Burt Jones, Georgia’s lieutenant governor, will not face criminal charges over his involvement in Donald Trump’s efforts to overturn the election, a special prosecutor announced on Friday.
Jones, a Republican state senator in 2020, served as one of the 16 fake electors for Trump – all of whom signed a document, submitted to the National Archives, claiming Trump won Georgia. Trump lost the state to Joe Biden by 11,779 votes.
Jones was elected Georgia’s lieutenant governor in 2022.

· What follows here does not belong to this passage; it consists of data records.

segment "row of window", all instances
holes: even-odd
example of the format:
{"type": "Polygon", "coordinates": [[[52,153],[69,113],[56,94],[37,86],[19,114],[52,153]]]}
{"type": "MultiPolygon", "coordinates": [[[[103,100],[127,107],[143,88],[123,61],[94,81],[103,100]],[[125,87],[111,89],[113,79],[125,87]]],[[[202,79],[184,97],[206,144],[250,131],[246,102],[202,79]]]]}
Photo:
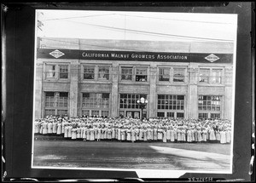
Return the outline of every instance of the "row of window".
{"type": "MultiPolygon", "coordinates": [[[[108,116],[110,105],[109,93],[83,93],[82,115],[108,116]]],[[[145,94],[120,94],[119,109],[126,115],[139,116],[140,107],[137,100],[147,99],[145,94]],[[131,110],[136,110],[134,112],[131,110]]],[[[170,117],[183,117],[185,96],[180,94],[158,94],[157,116],[170,117]]],[[[67,114],[67,92],[45,92],[44,115],[67,114]]],[[[147,106],[146,106],[147,107],[147,106]]],[[[221,111],[221,96],[199,95],[198,110],[200,118],[219,118],[221,111]],[[212,112],[212,113],[209,113],[212,112]],[[215,116],[214,116],[215,115],[215,116]]],[[[123,114],[122,114],[123,115],[123,114]]]]}
{"type": "MultiPolygon", "coordinates": [[[[109,80],[110,66],[83,65],[84,80],[109,80]]],[[[121,66],[122,81],[148,82],[148,67],[121,66]]],[[[160,82],[185,82],[185,68],[159,67],[158,81],[160,82]]],[[[46,79],[68,78],[68,65],[45,65],[46,79]]],[[[201,68],[199,71],[199,83],[221,83],[223,69],[201,68]]]]}

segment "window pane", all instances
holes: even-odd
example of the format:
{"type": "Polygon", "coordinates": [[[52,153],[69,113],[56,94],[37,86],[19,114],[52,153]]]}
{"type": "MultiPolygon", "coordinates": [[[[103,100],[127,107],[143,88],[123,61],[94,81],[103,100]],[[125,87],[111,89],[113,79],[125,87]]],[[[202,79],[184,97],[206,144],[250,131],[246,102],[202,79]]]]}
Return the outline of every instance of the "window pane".
{"type": "Polygon", "coordinates": [[[207,113],[199,113],[198,114],[198,118],[200,118],[200,119],[208,118],[208,114],[207,113]]]}
{"type": "Polygon", "coordinates": [[[159,81],[169,81],[170,79],[170,68],[159,69],[159,81]]]}
{"type": "Polygon", "coordinates": [[[157,112],[157,117],[165,117],[165,112],[157,112]]]}
{"type": "Polygon", "coordinates": [[[183,112],[177,112],[177,118],[183,118],[184,113],[183,112]]]}
{"type": "Polygon", "coordinates": [[[174,117],[174,112],[167,112],[167,117],[174,117]]]}
{"type": "Polygon", "coordinates": [[[68,77],[68,66],[67,65],[60,65],[60,78],[67,79],[68,77]]]}
{"type": "Polygon", "coordinates": [[[221,69],[212,69],[212,83],[221,83],[221,69]]]}
{"type": "Polygon", "coordinates": [[[90,110],[82,110],[82,115],[90,116],[90,110]]]}
{"type": "Polygon", "coordinates": [[[173,68],[173,82],[184,82],[185,69],[173,68]]]}
{"type": "Polygon", "coordinates": [[[211,118],[220,118],[220,113],[211,113],[211,118]]]}
{"type": "Polygon", "coordinates": [[[55,77],[55,65],[46,65],[45,71],[46,71],[46,77],[55,77]]]}
{"type": "Polygon", "coordinates": [[[95,66],[84,66],[84,79],[94,79],[95,66]]]}
{"type": "Polygon", "coordinates": [[[209,69],[200,69],[199,82],[208,83],[209,83],[209,75],[210,75],[209,69]]]}
{"type": "Polygon", "coordinates": [[[198,110],[220,111],[220,96],[200,95],[198,98],[198,110]]]}
{"type": "Polygon", "coordinates": [[[82,107],[108,109],[109,94],[84,93],[82,99],[82,107]]]}
{"type": "Polygon", "coordinates": [[[55,93],[54,92],[45,92],[45,96],[54,96],[55,93]]]}
{"type": "MultiPolygon", "coordinates": [[[[137,109],[139,106],[137,102],[140,98],[143,97],[147,99],[147,94],[120,94],[119,106],[120,108],[130,108],[130,109],[137,109]]],[[[145,108],[147,106],[145,106],[145,108]]]]}
{"type": "Polygon", "coordinates": [[[132,67],[122,67],[121,68],[121,79],[131,80],[132,78],[132,67]]]}
{"type": "Polygon", "coordinates": [[[104,117],[108,117],[108,111],[102,111],[102,116],[104,117]]]}
{"type": "Polygon", "coordinates": [[[50,116],[50,115],[55,115],[55,109],[45,109],[44,110],[44,116],[50,116]]]}
{"type": "Polygon", "coordinates": [[[99,111],[91,111],[91,115],[92,116],[99,116],[100,112],[99,111]]]}
{"type": "Polygon", "coordinates": [[[57,114],[60,116],[67,115],[67,110],[57,110],[57,114]]]}
{"type": "Polygon", "coordinates": [[[136,69],[136,81],[137,82],[147,82],[147,69],[137,68],[136,69]]]}
{"type": "Polygon", "coordinates": [[[98,78],[102,80],[109,79],[109,66],[99,66],[98,78]]]}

Fani Willis, the Fulton county district attorney, had originally investigated Jones as part of her broader inquiry into Trump’s effort that ultimately resulted in criminal charges against Trump, some of the electors and other allies. But a Fulton county judge removed Willis in 2022 from investigating Jones specifically after she appeared at a fundraiser for Jones’s opponent. Robert CI McBurney, the judge overseeing the case at the time, called Willis’s decision a “‘what are you thinking’ moment”,at the time.

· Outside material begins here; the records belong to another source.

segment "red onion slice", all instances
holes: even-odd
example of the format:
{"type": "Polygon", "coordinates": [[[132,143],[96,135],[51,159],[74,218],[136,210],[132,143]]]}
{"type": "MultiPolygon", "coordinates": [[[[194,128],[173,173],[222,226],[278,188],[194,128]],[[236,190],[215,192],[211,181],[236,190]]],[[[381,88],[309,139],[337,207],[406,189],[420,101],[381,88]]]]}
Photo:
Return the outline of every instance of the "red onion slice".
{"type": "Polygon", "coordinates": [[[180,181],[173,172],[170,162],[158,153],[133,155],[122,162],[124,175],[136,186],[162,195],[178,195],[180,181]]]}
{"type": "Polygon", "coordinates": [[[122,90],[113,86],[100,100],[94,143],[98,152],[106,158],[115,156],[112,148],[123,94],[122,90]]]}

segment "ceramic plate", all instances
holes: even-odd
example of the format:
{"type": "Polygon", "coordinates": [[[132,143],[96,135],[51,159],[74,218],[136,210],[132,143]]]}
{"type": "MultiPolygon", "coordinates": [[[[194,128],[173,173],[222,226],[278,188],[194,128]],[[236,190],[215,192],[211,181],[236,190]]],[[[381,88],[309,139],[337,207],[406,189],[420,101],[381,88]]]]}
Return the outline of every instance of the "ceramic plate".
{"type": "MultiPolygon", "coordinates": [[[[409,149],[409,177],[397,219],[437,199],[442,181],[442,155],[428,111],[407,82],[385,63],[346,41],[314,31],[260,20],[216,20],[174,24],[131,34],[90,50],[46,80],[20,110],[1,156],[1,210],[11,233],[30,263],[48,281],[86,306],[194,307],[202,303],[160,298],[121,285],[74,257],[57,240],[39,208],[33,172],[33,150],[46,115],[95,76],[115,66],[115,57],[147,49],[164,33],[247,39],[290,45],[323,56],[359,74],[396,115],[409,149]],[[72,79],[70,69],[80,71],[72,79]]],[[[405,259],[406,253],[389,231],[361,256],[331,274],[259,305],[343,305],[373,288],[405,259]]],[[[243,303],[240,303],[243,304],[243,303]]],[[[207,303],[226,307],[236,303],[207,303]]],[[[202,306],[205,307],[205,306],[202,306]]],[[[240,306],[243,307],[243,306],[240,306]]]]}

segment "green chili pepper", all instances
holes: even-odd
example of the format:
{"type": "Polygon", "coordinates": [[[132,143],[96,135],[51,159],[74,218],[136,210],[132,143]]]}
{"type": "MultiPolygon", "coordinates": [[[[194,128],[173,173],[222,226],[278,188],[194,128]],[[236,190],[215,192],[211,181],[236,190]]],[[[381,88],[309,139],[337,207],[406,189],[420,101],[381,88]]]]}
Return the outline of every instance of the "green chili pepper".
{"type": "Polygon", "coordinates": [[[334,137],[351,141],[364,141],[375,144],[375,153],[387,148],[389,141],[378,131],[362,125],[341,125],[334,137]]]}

Peter Skandalakis, the head of the prosecuting attorneys’ council in Georgia, took over the investigation in April after other local prosecutors in the state were reluctant to take it on. On Friday, he said that he had concluded that Jones’s conduct did not merit “further investigation or further actions” and considered the case closed.
“I find the conduct and involvement of Senator Jones as an elected representative to be reasonable and not criminal in nature,” he wrote in a statement announcing his decision. “Senator Jones’s involvement and actions during the times in question to be within the scope of his duties as a Senator to address the concerns of constituents and that his participation in voting as an alternate elector on Dec 14th, 2020, was a result of relying upon the advice of attorneys and legal scholars.”
In Georgia, only some of the fake electors have faced criminal charges from Willis over their actions in 2020. Several reportedly accepted immunity deals and assisted in the investigation.
Skandalakis’s decision comes as the criminal case against Trump and allies has been stalled over an effort to remove Willis from the case because of her romantic relationship with the former lead prosecutor in the case. An appeals court in the state is set to hear argument on the matter in December.
The judge overseeing the case also threw out some of the criminal charges against Trump on Friday, but the bulk of the case remains intact.